3rd June 2008 | Other items by Kate McCrickard

William Kentridge has just completed an exhibition at the Paris branch of his New York gallery, Marian Goodman, Everyone Their Own Projector. The focus of this exhibition is the artist’s book sharing the same name, published by Captures Edition in Valence, France. Kentridge made roughly one hundred drawings for the book, using collage on text pages torn from books he has cannibalized for years, such as Mrs Beaton’s Book of Household Remedies, and the French Larousse Encyclopedia, favouring ink and brush drawing with crayon on the text pages, rather than his usual charcoal mark.

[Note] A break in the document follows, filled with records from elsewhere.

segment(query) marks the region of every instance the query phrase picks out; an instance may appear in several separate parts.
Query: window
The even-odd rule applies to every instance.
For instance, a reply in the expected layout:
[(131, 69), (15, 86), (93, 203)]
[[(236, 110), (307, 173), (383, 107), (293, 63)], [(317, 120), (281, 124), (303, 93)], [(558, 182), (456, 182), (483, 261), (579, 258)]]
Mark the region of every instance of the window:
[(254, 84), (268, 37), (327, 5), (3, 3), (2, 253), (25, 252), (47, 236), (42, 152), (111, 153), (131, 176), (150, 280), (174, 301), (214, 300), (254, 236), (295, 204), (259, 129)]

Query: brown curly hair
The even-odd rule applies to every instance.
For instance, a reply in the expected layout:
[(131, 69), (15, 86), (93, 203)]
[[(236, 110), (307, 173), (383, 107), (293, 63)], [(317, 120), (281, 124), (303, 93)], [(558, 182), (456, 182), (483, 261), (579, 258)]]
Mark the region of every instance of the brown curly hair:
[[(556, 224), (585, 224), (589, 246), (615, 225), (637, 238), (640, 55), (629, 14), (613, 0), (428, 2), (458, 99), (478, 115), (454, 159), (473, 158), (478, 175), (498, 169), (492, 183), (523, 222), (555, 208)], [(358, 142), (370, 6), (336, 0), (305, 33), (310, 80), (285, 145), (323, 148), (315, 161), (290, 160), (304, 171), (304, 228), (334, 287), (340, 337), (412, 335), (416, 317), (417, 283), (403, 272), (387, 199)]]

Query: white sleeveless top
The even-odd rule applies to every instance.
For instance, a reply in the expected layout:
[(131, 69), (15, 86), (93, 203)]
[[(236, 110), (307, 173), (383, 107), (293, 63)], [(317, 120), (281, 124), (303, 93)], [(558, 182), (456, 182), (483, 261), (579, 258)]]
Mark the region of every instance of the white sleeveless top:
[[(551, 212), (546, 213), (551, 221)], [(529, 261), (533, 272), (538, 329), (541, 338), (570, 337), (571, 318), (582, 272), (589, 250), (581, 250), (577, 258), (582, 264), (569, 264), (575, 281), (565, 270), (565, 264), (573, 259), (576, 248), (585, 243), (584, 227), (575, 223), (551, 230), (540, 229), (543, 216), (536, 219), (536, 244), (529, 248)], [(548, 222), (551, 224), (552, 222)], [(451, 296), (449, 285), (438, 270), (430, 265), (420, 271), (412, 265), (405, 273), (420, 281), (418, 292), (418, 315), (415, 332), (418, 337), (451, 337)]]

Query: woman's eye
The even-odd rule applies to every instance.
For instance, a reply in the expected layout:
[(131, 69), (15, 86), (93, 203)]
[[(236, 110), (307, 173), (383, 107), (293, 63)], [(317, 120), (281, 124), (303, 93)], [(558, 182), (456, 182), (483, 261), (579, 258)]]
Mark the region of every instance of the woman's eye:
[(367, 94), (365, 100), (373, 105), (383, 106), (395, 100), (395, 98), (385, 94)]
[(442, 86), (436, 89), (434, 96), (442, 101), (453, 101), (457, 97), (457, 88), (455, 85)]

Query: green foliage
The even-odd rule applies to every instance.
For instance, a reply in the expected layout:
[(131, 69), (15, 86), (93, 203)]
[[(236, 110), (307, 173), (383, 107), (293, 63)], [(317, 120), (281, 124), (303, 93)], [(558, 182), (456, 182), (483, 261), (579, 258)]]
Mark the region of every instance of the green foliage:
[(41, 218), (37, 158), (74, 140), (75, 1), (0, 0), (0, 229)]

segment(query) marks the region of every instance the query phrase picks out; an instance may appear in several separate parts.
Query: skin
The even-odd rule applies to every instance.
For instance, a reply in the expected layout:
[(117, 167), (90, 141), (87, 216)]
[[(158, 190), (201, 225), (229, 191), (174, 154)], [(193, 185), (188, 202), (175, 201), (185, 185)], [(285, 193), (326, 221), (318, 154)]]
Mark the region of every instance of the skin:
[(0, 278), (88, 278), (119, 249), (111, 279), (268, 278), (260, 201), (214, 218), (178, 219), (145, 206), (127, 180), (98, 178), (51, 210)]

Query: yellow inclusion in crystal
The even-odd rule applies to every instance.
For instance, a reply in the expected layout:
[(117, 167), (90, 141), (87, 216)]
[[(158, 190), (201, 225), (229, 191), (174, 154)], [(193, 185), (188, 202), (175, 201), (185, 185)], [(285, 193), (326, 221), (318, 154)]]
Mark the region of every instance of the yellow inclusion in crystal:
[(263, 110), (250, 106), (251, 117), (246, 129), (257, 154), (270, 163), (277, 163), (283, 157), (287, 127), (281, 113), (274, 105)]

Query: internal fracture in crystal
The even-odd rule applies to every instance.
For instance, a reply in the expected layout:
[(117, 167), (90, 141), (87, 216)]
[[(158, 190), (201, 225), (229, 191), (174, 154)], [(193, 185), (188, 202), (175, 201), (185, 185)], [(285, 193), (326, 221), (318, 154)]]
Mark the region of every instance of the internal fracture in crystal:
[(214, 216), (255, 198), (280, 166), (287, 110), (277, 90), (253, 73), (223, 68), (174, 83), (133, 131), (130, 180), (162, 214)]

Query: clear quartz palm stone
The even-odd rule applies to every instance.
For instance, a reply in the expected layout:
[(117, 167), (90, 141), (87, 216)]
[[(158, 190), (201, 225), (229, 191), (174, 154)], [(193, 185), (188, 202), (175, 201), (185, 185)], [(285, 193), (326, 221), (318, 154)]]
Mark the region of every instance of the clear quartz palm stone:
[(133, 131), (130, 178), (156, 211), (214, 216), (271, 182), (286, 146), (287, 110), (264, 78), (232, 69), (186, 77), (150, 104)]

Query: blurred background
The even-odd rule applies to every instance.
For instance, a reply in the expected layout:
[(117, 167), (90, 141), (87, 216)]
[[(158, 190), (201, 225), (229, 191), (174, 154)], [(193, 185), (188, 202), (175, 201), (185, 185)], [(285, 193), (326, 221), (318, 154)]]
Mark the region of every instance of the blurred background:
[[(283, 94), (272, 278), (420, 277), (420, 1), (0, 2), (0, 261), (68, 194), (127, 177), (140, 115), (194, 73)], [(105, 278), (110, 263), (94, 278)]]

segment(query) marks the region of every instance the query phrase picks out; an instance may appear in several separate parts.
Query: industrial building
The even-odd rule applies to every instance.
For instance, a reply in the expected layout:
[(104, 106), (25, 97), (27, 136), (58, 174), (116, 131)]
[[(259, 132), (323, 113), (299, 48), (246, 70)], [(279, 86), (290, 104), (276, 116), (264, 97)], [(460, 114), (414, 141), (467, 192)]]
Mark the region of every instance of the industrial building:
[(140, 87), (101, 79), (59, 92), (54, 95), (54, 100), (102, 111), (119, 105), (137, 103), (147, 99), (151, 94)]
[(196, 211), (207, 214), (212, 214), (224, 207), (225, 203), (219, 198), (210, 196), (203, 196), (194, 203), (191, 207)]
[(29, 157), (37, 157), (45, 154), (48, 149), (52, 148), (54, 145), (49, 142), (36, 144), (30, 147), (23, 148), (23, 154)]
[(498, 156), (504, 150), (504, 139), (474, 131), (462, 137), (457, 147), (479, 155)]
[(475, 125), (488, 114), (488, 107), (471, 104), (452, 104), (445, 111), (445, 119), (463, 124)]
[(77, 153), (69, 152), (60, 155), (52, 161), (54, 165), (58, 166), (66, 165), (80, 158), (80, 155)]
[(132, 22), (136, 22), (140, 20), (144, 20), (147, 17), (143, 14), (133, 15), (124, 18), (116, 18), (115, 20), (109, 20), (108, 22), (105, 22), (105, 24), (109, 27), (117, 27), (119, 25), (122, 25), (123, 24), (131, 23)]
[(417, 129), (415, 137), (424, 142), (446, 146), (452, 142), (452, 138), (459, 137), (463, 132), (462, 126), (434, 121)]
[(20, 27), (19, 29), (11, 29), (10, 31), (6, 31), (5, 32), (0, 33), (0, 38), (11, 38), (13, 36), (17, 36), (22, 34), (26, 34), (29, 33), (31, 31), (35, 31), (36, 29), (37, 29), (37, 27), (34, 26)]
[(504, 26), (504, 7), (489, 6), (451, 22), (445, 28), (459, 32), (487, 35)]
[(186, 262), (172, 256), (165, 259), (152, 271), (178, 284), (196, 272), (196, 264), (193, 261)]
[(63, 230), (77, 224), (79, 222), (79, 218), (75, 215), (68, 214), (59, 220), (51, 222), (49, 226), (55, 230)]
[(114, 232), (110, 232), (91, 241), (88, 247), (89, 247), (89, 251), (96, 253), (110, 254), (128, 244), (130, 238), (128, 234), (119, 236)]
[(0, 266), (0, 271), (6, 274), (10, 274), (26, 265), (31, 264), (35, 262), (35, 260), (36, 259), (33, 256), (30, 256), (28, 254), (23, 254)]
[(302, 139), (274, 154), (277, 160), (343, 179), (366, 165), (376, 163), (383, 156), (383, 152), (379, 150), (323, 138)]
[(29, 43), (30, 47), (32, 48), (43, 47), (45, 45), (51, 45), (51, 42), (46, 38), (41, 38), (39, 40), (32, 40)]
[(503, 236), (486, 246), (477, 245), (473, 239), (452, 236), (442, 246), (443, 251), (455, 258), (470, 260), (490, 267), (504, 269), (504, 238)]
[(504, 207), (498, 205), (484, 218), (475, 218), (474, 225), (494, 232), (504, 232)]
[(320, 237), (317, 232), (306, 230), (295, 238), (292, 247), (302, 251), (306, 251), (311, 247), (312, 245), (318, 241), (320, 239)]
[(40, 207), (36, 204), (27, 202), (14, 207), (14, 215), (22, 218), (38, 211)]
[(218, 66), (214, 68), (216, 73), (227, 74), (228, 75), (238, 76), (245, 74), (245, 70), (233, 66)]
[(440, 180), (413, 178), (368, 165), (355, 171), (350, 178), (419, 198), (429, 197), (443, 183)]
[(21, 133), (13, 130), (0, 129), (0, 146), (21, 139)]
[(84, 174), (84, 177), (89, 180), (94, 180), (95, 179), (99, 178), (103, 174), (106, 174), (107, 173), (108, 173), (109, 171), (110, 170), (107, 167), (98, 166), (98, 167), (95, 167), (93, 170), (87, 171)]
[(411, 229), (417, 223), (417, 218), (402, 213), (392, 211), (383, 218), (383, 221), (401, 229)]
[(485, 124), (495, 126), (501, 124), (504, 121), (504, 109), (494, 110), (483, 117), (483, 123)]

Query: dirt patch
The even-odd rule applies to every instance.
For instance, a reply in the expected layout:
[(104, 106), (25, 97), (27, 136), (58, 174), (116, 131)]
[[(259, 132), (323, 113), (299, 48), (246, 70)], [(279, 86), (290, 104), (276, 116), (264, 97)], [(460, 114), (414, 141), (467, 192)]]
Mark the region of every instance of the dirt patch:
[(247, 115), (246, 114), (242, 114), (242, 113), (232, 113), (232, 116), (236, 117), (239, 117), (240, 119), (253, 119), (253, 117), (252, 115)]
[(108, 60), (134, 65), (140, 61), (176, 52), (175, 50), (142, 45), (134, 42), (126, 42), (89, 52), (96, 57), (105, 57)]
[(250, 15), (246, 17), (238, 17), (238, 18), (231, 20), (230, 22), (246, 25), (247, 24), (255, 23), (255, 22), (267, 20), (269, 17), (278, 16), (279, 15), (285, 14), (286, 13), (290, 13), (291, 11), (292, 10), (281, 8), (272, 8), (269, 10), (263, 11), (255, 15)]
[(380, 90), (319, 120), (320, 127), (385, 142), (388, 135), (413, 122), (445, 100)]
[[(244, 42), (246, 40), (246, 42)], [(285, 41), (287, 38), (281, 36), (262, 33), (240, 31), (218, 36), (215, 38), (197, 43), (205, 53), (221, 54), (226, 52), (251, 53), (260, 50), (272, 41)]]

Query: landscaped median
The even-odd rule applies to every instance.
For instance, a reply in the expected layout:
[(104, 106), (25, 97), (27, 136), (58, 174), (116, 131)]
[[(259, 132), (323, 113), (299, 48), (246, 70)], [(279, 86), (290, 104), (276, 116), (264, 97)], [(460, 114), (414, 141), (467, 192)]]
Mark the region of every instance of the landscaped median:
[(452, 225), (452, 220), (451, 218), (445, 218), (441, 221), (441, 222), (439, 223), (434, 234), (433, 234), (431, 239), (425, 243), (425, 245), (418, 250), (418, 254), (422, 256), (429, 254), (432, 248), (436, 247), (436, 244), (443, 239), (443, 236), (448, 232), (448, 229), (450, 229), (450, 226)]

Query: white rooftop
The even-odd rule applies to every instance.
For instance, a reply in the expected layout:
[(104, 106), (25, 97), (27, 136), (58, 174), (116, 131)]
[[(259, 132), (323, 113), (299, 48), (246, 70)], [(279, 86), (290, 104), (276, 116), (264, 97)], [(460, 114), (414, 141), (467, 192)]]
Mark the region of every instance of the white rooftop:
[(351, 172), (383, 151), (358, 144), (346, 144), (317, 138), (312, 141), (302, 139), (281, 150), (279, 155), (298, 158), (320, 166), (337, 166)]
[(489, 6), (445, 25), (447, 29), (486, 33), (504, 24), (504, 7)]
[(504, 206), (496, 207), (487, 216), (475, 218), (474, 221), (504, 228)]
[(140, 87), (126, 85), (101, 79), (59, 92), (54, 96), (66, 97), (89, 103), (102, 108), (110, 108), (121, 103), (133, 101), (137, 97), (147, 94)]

The underlying metaphor for the book is that we are all projectors, projecting our own experience onto life through the mechanical process of seeing, thus the shift from seeing into the more complicated realm of perception. The artist romps through the history of art on each page of the book, looking at and bringing his own perception to Giotto, Masaccio’s Expulsion from Eden, Manet’s famous bartender and Rembrandt’s beautiful study of his second wife, Hendrickje paddling in a stream. These visual quotations are punctuated by typical Kentridge imagery and obtuse rhetorical questions. His new character, Gogol’s Nose appears, intimately exploring the female body: contemporary female bodies from South Africa alongside studies of Degas’ femmes après le bain. The Nose travels with Kentridge, examining the artist’s selected artistic lineage, and the classic subject of the European artist until the mid twentieth century, that of the female nude.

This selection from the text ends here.